Infinitely many binomial coefficients are Sierpiński and Riesel numbers for all odd r.

The ratio S(x)/x approaches 1 as x tends to infinity.

Existence of infinitely many r where binomial coefficients are both base a-Sierpiński and base a-Riesel numbers.

Abstract

In this paper, we investigate the existence of Sierpi\'{n}ski numbers and Riesel numbers as binomial coefficients.
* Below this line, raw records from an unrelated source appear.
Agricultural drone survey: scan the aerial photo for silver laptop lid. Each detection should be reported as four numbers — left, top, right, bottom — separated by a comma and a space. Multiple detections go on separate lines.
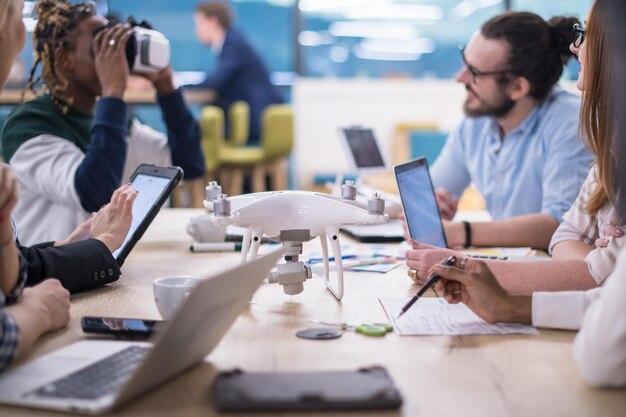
115, 248, 283, 405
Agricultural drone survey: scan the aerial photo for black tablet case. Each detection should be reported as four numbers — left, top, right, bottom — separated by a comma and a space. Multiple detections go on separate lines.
213, 367, 402, 412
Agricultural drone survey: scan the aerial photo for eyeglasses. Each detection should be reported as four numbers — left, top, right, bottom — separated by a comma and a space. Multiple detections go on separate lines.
572, 23, 587, 48
459, 45, 514, 84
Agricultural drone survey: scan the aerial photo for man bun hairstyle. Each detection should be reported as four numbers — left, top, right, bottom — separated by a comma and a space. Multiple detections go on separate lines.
481, 12, 580, 101
196, 1, 233, 30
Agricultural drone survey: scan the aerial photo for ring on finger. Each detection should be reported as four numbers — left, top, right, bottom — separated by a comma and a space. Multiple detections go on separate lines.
460, 256, 467, 269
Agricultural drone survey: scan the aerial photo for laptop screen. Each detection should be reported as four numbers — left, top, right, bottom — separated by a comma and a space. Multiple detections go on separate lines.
342, 127, 385, 170
394, 158, 448, 248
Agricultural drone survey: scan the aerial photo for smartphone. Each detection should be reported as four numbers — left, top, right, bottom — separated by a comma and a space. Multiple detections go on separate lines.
113, 164, 183, 266
81, 316, 161, 338
393, 157, 448, 248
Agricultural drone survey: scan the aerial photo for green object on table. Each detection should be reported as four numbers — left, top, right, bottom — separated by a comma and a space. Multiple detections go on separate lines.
311, 320, 393, 337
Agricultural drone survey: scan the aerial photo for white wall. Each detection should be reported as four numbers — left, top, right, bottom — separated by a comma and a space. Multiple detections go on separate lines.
291, 78, 576, 189
292, 78, 465, 189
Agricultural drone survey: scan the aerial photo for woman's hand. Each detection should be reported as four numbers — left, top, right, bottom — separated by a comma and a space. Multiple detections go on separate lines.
429, 258, 532, 324
93, 24, 133, 99
91, 184, 137, 253
594, 223, 624, 248
406, 240, 463, 285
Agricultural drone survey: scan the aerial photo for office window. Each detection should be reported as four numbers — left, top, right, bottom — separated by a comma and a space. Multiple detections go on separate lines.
108, 0, 294, 72
298, 0, 504, 78
298, 0, 592, 78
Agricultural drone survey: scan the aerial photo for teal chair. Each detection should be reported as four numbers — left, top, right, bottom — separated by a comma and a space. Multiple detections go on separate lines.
409, 130, 448, 166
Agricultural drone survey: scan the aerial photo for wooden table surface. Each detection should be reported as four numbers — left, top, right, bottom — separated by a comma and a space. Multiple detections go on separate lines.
0, 209, 626, 417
We show that for any odd positive integer $r$, there exist infinitely many Sierpi\'{n}ski numbers and Riesel numbers of the form $\binom{k}{r}$. Let $S(x)$ be the number of positive integers $r$ satisfying $1\leq r\leq x$ for which $\binom{k}{r}$ is a Sierpi\'{n}ski number for infinitely many $k$. We further show that the value $S(x)/x$ gets arbitrarily close to 1 as $x$ tends to infinity. Generalizations to base $a$-Sierpi\'{n}ski numbers and base $a$-Riesel numbers are also considered. In particular, we prove that there exist infinitely many positive integers $r$ such that $\binom{k}{r}$ is simultaneously a base $a$-Sierpi\'{n}ski and base $a$-Riesel number for infinitely many $k$.